Bey, kendinden emin
adımlarla köy kahvesinden içeri girmiş olsun. Köylünün bir anda ayağa kalkmasının
sebebini ilk başlarda ahlaki toplumlarda sıkça görülen saygı, kimi içsel tepkilerin altında yatan korku veya var olan sürecin tam olarak algılanamamasından kaynaklı endişe olarak nitelendirebiliriz. Fakat
bana sorarsanız konunun derinlerine inildiğinde kimi durumlarda günler boyu
süren anlamsızlığın herhangi bir sonucuna razı
olma halini yansıtan toplumların var oluş çabalarındaki umut kavramına da göndermeler
yapılabilir.
Bey, çantasından çıkardığı birkaç kağıt
parçasını havaya kaldırarak şöyle der. ’Buraya sizlere iyi haberlerle geldim.

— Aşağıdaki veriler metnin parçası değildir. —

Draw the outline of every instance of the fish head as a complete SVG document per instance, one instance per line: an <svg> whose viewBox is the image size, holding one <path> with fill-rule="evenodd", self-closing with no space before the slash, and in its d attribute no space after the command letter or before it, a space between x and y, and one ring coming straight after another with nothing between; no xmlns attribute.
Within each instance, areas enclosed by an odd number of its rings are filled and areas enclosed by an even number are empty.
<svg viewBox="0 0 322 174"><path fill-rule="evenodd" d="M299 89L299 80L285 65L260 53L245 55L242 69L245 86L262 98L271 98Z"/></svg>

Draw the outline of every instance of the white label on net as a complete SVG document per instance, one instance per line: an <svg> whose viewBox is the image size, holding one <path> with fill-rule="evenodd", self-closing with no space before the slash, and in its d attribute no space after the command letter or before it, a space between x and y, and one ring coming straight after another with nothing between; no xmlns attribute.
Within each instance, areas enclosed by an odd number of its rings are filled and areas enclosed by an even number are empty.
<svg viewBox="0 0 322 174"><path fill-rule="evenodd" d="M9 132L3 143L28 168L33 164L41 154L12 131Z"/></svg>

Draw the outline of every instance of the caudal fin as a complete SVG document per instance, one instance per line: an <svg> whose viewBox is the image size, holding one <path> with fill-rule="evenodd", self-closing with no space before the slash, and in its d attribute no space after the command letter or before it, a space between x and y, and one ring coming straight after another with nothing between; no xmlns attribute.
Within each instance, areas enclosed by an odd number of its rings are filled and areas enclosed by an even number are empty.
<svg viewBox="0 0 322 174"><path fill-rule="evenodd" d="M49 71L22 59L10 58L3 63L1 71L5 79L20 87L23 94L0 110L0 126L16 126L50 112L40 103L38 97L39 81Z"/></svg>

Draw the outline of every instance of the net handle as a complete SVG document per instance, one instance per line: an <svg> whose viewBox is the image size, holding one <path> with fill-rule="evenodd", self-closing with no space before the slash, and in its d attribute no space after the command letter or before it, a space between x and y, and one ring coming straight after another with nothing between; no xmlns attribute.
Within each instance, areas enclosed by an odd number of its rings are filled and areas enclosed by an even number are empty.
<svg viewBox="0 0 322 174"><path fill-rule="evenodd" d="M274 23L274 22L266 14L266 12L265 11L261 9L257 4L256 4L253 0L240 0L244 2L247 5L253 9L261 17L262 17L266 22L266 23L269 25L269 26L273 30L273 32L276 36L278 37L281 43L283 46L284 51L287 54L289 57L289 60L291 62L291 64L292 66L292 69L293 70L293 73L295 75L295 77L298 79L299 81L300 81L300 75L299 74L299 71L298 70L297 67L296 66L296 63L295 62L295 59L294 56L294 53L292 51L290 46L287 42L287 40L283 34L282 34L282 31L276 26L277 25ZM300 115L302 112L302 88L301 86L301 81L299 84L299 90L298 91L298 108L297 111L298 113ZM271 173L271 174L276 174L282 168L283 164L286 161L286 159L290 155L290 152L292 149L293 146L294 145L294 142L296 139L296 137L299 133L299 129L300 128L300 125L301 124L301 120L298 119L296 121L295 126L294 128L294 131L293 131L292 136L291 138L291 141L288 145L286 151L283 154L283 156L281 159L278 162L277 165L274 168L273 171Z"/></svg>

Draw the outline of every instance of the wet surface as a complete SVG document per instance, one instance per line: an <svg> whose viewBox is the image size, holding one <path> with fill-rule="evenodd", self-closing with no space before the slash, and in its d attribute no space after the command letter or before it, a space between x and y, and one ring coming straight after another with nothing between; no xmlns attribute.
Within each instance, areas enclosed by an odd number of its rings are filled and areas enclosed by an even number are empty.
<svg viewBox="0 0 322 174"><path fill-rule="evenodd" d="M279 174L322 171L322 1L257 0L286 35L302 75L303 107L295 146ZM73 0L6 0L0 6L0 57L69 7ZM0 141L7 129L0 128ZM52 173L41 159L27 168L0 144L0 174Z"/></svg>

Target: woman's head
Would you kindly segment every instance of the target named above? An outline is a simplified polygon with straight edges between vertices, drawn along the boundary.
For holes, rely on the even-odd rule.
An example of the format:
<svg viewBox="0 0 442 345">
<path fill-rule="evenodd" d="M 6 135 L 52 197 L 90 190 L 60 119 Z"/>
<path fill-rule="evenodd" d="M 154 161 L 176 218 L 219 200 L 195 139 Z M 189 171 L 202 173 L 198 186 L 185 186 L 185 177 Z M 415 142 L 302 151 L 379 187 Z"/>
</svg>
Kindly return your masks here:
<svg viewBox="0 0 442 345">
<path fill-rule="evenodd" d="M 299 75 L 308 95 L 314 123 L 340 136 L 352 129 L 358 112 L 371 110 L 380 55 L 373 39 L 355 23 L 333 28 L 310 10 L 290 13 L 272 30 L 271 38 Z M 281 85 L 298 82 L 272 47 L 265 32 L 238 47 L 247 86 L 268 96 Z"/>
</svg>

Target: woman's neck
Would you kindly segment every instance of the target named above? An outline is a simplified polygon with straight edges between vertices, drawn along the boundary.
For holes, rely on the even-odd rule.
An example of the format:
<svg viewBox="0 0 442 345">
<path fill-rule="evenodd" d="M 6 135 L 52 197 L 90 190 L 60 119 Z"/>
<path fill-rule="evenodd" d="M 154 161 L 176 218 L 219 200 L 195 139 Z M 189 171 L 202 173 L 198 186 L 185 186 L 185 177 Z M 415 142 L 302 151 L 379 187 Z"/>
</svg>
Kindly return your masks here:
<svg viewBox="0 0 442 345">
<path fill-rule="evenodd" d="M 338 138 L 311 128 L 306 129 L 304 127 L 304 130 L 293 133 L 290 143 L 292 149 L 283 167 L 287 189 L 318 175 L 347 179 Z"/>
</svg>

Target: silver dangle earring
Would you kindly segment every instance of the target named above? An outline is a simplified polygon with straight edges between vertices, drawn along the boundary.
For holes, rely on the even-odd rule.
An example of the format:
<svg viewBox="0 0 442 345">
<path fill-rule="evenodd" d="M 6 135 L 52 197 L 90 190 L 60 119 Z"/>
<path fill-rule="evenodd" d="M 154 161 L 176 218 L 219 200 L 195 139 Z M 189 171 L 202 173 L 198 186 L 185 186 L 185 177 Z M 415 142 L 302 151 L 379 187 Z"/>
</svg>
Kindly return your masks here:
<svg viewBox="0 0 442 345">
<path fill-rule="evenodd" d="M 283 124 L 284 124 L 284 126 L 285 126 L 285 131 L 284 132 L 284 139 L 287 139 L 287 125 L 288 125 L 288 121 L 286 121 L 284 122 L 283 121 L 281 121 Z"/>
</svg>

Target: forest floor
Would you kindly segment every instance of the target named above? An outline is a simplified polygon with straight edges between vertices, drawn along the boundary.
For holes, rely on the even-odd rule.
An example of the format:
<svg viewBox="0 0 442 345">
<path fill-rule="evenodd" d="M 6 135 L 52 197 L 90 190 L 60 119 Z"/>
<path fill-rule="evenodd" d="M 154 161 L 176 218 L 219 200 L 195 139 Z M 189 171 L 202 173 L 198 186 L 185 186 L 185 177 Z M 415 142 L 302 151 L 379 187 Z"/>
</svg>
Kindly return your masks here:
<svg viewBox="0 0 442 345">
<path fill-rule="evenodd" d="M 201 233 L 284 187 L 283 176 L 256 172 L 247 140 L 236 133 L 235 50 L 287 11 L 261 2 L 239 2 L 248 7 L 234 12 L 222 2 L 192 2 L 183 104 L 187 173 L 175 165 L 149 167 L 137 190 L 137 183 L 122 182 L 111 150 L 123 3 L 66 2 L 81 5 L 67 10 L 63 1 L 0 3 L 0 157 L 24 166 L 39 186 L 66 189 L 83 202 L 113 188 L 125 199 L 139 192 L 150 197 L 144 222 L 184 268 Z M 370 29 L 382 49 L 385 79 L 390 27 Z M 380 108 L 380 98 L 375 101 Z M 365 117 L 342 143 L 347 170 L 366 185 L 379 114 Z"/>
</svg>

İsimleri okunanlar sırayla gelecek ve memur beyden tapularını alacaklar.
Hepiniz toprak sahibi oluyorsunuz, bundan sonra kendiniz için çalışacaksınız.’
O bunları derken köylü hep bir ağızdan susar. Yılda belki de bir kez gördükleri
bu adamın sözleri onlara pek alışık gelmez.
Her ne kadar durumun dışa yansıması
gerçekleşen anın içsel temalarını bizlere sunsa da asıl cevap şudur ki; İlkel
toplumlarda insanların bulundukları yerden hiçbir yere gitmek istememesi ve her
gün kalakalmışlık hissine biraz daha
alışması, mutluluk isteğinin onları daha az yönetir duruma gelmesiyle
sonuçlanacak bir durumdur.
Bey, sinirlenmiş bir şekilde onlara neden sevinmediklerini sormuş olsun. İçlerinden en yaşlı ihtiyar kendilerini ortaya atarak bahsedilen durumu açıklar bir şekilde konuşmaya başlarlar: ‘Bizim toprakta, mahsulde, fazla parada gözümüz yoktur. Biz başımızda Bey isteriz, buna alışmışız. Başımızda Bey olmadı mı şaşırırız. Dağılırız. Gittiğimiz yönü bilmeyiz.’ Köylü hep bir ağızdan bunun doğruluğunu kabul edermiş gibi ellerini kaldırarak bağırmaya başlar. İhtiyar sözlerini şöyle bitirir. ‘ Arazi kendimizin olunca aramızda toprak kavgaları da başlar. Kudretli adil Beyimiz arazini satma, satma! Satmak kudretinden düşmektir, bizi de satmak demektir, biz cahiliz böyle biliriz.